The 62-year-old former school board member noted in a recent interview with WisPolitics.com that former Dem Rep. Peter Barca had largely been unopposed in his recent re-election bids for the seat — save for the 2018 general, when Constitution Party candidate Thomas Harland challenged the Kenosha Dem.
Stalker said at the time he’d told his wife, Kim, he’d run for the seat during the next race so it wouldn’t go uncontested.
“It worked out,” he said. “(It) came up a little quicker than I expected, to be honest.
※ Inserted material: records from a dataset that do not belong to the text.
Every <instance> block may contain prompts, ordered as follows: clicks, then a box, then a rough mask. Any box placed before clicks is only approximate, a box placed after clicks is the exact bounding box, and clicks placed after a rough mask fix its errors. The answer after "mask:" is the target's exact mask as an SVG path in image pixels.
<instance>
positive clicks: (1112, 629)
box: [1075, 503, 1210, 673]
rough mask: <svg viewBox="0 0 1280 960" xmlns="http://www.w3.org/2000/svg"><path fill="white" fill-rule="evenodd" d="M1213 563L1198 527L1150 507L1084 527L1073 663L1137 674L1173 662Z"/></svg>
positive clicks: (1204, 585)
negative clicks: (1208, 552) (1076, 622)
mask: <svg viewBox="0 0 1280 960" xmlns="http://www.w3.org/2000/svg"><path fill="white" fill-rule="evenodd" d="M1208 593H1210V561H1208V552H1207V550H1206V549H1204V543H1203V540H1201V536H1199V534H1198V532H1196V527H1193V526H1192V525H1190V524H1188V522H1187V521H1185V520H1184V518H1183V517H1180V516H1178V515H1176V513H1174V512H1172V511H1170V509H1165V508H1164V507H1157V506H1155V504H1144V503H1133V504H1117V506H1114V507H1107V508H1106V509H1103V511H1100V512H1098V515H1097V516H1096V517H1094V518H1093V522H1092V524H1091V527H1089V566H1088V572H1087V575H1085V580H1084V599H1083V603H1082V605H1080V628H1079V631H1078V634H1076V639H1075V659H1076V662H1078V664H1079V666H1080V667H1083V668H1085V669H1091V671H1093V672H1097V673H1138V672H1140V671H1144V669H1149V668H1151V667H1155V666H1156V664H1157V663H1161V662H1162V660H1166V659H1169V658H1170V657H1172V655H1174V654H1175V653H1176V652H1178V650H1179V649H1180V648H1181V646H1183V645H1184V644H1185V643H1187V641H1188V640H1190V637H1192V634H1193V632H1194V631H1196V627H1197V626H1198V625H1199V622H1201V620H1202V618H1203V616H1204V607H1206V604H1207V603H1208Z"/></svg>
I did want a Republican on the ticket, and that’s the main reason I run, and I think it’s just because I want people to have another message.”
Stalker will face off against Dem Thaddeus “Tip” McGuire, an assistant DA for Milwaukee County who lives in Kenosha, in the race to replace Barca on Tuesday. Barca left the seat vacant after joining the Evers administration to become Revenue secretary.
McGuire, a former Barca aide, won a three-way Dem primary for the seat earlier this month.
Among Stalker’s top issues are worker retraining efforts, education and health care. Stalker, who spent several decades in the paint business in various sales positions — including time at True Value Company and PPG Industries — first came to Kenosha in the 1980s to take over as head baseball coach at Carthage.
Stalker said would have supported two of the major bills the Assembly took up on the floor so far this year: the GOP version of a middle-class tax cut plan, which has been voted by Gov. Tony Evers, and legislation to guarantee the coverage of pre-existing conditions, which has yet to be taken up by the Senate after receiving bipartisan support in January.
On road funding, Stalker said his priority is finding efficiencies within the Department of Transportation, adding he’s “not positive the money they’re taking in is being used properly.”
“I want to get there and get elected and then I’ll review it,” he said.
He also repeatedly referenced a critical audit of DOT from two years ago that showed the department didn’t do all it could to manage expenses and underestimated cost estimates for a series of major highway projects.
After addressing that side of things, Stalker said he’d be “open to looking at new ideas,” though he ruled out tolling completely.
Though he didn’t comment on Evers’ budget proposal to raise the gas tax by 8 cents a gallon, he said: “It really disturbs me that we take just about 52 cents out of every gallon for federal and state gas tax and we’re not able to address the roads.”